Spending cuts

Andrew Justus

Last week the Republican Study Committee released a proposal designed to reduce spending moving forward in an effort to reduce the national debt. The proposal completely eliminates federal funding for National Public Radio and PBS ($445 million/year), National Endowments for the Arts and Humanities ($335 million/year combined), Amtrak ($1.56 billion/year), the Save America’s Treasures Program ($25 million), and other programs.

The problem with this proposal is that it focuses all of its cuts on a narrow portion of the federal budget, non-defense discretionary. Targeting a small part of the federal budget – non-defense discretionary spending only makes up 12 percent of federal expenses – with deep cuts ensures a lot of pain and little benefit with regard to deficit reduction.

If the RSC really is serious about reducing the deficit they will change their proposal in two ways. First, they will spread their cuts across the rest of the federal budget, including the Department of Defense (23 percent of federal expenditures), Social Security (20 percent) and Medicare/Medicaid (19 percent). Secondly, they will come up with more reasonable cuts. Depriving Amtrak of its entire $1.56 billion subsidy would put 20,000 people out of work overnight and cause travel difficulties for 28 million passengers. Cutting the entire $25 million Save America’s Treasures program would do little to reduce the national debt while jeopardizing many historical artifacts.

The retirement age range for Social Security benefits, 65 to 67, is too low in an age where the average American lives to be 78 years old. When first enacted in 1935, the earliest age to receive benefits was 65 and the average male barely lived to 72. Last year, then minority leader John Boener (R-Ohio) suggested that the retirement age be increased to 70 in a move to alter the system to reflect increased life expectancy. Boener also suggested only providing benefits to those who need them, not individuals with high net worths.
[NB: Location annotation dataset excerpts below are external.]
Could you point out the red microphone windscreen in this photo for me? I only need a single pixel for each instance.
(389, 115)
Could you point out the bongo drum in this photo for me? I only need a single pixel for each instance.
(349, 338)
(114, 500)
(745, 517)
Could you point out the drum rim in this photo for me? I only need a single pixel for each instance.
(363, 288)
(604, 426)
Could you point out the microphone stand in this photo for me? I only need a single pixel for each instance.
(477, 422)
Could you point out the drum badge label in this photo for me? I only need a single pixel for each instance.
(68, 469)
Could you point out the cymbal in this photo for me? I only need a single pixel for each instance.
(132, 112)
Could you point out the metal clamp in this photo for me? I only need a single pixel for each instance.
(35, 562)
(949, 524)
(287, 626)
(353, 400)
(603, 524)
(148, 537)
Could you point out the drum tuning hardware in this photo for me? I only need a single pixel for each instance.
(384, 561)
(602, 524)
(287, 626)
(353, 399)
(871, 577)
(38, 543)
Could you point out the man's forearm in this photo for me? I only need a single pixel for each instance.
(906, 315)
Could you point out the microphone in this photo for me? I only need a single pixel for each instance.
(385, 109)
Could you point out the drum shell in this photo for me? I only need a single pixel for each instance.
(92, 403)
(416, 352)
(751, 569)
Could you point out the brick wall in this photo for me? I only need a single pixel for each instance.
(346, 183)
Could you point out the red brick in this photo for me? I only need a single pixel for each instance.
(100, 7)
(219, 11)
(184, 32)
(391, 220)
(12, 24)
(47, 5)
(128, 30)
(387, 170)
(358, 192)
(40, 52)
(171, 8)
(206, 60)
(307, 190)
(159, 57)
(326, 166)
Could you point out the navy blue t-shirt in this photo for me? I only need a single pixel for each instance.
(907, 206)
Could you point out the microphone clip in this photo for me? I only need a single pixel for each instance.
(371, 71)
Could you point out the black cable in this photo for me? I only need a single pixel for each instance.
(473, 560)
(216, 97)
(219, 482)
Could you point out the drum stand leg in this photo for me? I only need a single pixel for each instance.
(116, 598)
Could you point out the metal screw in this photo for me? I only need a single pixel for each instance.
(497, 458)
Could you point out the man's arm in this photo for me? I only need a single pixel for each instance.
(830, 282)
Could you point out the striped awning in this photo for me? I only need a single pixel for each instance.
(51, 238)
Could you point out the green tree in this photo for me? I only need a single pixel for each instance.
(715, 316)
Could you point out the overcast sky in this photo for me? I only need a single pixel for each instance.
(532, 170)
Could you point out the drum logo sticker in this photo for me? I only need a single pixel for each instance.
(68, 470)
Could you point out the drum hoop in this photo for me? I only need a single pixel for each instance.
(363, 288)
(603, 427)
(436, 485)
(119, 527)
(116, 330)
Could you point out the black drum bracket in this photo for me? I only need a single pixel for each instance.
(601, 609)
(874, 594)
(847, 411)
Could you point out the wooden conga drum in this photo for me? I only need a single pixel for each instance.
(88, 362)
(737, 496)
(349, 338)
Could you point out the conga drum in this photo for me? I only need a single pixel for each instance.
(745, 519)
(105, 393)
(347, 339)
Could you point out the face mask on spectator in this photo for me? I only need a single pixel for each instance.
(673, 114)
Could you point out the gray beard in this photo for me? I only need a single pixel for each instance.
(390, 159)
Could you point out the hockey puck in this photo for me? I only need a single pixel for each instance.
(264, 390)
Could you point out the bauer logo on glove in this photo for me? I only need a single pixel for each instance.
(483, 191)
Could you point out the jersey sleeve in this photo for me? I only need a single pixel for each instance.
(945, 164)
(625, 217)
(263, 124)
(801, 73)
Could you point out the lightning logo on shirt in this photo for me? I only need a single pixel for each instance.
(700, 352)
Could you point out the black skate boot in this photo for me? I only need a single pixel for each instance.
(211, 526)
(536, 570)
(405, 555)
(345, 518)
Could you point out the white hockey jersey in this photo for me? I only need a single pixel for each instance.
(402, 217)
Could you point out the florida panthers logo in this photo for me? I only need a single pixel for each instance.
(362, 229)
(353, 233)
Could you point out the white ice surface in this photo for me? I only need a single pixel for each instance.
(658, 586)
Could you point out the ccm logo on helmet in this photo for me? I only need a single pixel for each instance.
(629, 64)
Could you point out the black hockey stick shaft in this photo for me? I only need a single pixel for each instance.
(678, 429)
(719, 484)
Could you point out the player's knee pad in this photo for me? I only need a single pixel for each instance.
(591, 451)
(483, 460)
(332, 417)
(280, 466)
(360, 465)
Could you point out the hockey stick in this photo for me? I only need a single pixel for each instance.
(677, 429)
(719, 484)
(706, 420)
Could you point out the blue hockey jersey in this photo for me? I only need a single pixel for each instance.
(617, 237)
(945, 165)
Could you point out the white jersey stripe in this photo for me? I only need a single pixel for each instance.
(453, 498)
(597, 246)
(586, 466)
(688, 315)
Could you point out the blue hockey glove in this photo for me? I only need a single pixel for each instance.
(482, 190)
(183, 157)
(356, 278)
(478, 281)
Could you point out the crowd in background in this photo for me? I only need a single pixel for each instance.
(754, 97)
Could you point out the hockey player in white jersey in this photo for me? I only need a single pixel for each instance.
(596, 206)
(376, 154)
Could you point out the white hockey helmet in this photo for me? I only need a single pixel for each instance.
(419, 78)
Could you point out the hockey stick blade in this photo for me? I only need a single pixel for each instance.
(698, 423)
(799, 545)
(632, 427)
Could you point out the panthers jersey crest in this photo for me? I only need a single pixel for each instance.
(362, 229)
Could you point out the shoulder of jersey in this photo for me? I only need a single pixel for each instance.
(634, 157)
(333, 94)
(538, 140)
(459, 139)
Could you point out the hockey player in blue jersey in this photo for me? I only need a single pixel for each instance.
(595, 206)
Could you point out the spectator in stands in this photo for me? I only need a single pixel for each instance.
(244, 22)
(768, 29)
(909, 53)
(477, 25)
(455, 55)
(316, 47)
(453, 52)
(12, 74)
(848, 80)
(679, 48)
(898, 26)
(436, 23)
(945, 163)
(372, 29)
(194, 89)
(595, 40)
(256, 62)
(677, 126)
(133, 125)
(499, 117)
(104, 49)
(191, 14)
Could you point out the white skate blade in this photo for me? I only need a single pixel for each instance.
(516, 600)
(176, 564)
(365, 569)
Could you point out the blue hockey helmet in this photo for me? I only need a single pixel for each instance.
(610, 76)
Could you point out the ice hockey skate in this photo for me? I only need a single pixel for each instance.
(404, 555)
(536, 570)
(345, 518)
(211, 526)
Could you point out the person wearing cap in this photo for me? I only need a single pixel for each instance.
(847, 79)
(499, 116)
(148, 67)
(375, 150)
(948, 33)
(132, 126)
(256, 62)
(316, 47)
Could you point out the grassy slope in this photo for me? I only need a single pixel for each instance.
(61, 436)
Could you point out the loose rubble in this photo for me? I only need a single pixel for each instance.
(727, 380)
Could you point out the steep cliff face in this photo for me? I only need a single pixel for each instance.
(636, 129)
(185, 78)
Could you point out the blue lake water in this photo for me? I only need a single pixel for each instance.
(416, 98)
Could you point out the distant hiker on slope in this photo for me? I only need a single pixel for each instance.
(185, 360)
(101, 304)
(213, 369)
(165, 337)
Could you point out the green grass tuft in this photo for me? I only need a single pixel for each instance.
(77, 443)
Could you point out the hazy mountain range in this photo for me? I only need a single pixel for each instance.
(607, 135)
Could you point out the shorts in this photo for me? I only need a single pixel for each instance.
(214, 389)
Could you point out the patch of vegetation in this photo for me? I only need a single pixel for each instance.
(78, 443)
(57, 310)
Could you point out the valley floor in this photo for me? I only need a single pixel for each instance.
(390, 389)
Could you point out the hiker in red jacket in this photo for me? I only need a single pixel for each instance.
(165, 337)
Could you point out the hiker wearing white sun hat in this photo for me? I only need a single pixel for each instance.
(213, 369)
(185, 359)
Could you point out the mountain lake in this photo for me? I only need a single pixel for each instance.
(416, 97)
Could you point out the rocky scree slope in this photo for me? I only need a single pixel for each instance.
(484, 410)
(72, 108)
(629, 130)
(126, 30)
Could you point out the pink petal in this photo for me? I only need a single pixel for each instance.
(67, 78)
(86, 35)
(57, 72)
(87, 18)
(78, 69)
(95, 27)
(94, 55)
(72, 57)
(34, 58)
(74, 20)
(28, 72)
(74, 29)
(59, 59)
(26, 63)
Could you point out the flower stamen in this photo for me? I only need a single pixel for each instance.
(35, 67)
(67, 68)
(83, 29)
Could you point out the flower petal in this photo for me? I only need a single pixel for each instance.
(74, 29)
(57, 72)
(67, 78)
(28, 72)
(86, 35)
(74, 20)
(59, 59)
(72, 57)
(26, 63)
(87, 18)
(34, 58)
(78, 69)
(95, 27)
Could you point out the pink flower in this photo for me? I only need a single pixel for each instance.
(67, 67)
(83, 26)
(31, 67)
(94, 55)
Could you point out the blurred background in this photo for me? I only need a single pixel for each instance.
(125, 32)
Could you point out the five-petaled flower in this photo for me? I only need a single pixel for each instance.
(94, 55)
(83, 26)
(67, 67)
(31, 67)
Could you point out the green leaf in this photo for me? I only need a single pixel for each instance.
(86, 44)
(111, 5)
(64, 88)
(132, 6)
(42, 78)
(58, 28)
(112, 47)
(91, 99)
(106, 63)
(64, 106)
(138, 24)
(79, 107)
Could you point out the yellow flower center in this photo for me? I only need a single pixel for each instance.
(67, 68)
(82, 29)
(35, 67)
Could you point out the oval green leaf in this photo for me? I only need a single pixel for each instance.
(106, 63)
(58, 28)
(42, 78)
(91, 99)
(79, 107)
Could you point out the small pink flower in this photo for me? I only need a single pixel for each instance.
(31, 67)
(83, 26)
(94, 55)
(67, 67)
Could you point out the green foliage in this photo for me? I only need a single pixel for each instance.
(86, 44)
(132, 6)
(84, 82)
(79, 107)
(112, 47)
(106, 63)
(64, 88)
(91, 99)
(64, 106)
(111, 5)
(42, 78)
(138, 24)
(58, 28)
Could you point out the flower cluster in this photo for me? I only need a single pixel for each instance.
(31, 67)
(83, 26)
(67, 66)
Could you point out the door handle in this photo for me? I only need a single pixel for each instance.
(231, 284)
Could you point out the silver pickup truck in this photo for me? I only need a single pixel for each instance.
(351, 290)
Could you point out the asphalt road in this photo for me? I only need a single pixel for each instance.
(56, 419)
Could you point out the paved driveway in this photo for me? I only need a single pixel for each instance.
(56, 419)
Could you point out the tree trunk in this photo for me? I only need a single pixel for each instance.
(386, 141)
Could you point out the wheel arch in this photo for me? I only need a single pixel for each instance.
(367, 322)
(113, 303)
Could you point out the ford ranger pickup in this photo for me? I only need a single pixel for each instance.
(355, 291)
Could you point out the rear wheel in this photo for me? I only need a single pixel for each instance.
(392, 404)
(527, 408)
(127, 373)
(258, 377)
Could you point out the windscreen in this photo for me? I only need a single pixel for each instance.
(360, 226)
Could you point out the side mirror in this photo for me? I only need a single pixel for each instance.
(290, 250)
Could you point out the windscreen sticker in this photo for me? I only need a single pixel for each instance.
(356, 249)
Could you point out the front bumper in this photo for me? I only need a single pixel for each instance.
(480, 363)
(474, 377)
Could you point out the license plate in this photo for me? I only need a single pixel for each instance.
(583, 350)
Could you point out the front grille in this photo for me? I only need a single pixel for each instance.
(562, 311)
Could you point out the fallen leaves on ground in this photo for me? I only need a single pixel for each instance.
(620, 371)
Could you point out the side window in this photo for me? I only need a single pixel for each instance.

Boener’s ideas would make a good start to reforming Social Security in a way that would stay true to the agency’s original mission while saving money.

Four-star general and former Secretary of State Colin Powell said on CNN’s ‘State of the Union’ there is no reason why defense spending should be overlooked during budget cuts. Powell cited a time after the end of the Cold War when he and then-Secretary of Defense Dick Cheney reduced military spending by 25 percent, as proof that military spending can be cut without disastrous results.

Without these modifications, the RSC’s current proposal will accomplish very little and cause a great deal of pain. If they do revise their proposal then Americans will know they are serious about solving a great problem, and not just making headlines.